Neural Magic LogoNeural Magic Logo
DeepSparse EngineSparseMLSparseZoo
Use Cases
Image Classification

Deploying Image Classification Models with DeepSparse

This page explains how to deploy an Image Classification model with DeepSparse.

DeepSparse allows accelerated inference, serving, and benchmarking of sparsified image classification models. These integrations enables you to easily deploy sparsified image classification models onto the DeepSparse Engine for GPU-class performance directly on the CPU.

Installation Requirements

This section requires the DeepSparse Server Install.

Getting Started

Before you start using the DeepSparse Engine, confirm your machine is compatible with our hardware requirements.

Model Format

To deploy an image classification model using DeepSparse Engine, pass the model in the ONNX format. This grants the engine the flexibility to serve any model in a framework-agnostic environment.

There are two options to creating the model in ONNX format:

1) Export the ONNX/Config Files From SparseML

This pathway is relevant if you intend to deploy a model created using SparseML library.

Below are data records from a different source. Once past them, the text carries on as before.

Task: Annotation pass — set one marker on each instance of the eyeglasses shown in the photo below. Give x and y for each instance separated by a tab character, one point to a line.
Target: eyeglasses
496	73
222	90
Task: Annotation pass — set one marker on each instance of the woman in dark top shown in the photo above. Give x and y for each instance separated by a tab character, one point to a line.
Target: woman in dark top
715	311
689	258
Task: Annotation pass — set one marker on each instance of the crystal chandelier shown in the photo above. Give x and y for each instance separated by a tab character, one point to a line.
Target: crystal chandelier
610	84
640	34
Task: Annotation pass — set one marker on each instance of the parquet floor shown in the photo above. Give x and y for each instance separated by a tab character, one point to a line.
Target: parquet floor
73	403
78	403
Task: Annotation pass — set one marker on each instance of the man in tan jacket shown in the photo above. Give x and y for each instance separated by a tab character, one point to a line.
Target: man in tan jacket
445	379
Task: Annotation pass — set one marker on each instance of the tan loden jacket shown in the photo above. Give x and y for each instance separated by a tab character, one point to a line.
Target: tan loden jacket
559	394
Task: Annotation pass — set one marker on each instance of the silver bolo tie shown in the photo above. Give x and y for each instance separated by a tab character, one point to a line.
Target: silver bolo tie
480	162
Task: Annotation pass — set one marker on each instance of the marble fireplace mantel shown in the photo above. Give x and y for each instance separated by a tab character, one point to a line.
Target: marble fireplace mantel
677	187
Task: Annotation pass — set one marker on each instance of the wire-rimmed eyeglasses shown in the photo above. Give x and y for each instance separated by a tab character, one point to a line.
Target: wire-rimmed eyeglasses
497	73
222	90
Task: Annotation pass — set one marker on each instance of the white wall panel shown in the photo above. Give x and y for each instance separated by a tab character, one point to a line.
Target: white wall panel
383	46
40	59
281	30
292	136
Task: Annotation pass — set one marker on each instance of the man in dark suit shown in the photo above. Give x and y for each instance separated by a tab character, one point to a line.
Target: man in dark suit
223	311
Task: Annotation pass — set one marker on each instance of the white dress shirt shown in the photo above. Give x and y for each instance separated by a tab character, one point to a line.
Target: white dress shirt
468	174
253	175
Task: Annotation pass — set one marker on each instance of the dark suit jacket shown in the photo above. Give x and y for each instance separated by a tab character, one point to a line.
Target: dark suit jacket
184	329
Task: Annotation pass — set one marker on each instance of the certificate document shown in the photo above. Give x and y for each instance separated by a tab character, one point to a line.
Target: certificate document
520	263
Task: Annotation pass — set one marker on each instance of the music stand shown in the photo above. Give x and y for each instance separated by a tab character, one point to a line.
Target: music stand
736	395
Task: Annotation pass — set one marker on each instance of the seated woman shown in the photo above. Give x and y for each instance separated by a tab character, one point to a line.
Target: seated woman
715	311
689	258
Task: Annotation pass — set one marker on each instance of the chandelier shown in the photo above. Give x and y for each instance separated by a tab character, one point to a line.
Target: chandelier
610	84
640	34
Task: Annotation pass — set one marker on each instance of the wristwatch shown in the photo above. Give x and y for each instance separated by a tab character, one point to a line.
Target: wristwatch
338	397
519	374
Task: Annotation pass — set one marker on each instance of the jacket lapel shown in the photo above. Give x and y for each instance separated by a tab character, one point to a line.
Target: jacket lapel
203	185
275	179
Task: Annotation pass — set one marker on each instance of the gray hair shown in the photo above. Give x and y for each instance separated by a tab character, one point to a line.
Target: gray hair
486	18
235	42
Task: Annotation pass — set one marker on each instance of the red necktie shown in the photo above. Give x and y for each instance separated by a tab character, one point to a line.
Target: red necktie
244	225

After training your model with SparseML, locate the .pth file for the checkpoint you'd like to export and run the SparseML integrated export script below.

1sparseml.image_classification.export_onnx \
2 --arch-key resnet50 \
3 --dataset imagenet \
4 --dataset-path ~/datasets/ILSVRC2012 \
5 --checkpoint-path ~/checkpoints/resnet50_checkpoint.pth

This creates model.onnx file.

The examples below use SparseZoo stubs, but simply pass the path to model.onnx in place of the stubs to use the local model.

2) Pass a SparseZoo Stub To DeepSparse

This pathway is relevant if you plan to use an off-the-shelf model from the SparseZoo.

All of DeepSparse's Pipelines and APIs can use a SparseZoo stub in place of a local folder. The Pipelines use the stubs to locate and download the ONNX and config files from the SparseZoo repo.

All of DeepSparse's pipelines and APIs can use a SparseZoo stub in place of a local folder. The examples use SparseZoo stubs to highlight this pathway.

The examples below use option 2. However, you can pass the local path to the ONNX file as needed.

Deployment APIs

DeepSparse provides both a Python Pipeline API and an out-of-the-box model server that can be used for end-to-end inference in either Python workflows or as an HTTP endpoint. Both options provide similar specifications for configurations and support a variety of image classification models.

Python API

Pipelines are the default interface for running inference with the DeepSparse Engine.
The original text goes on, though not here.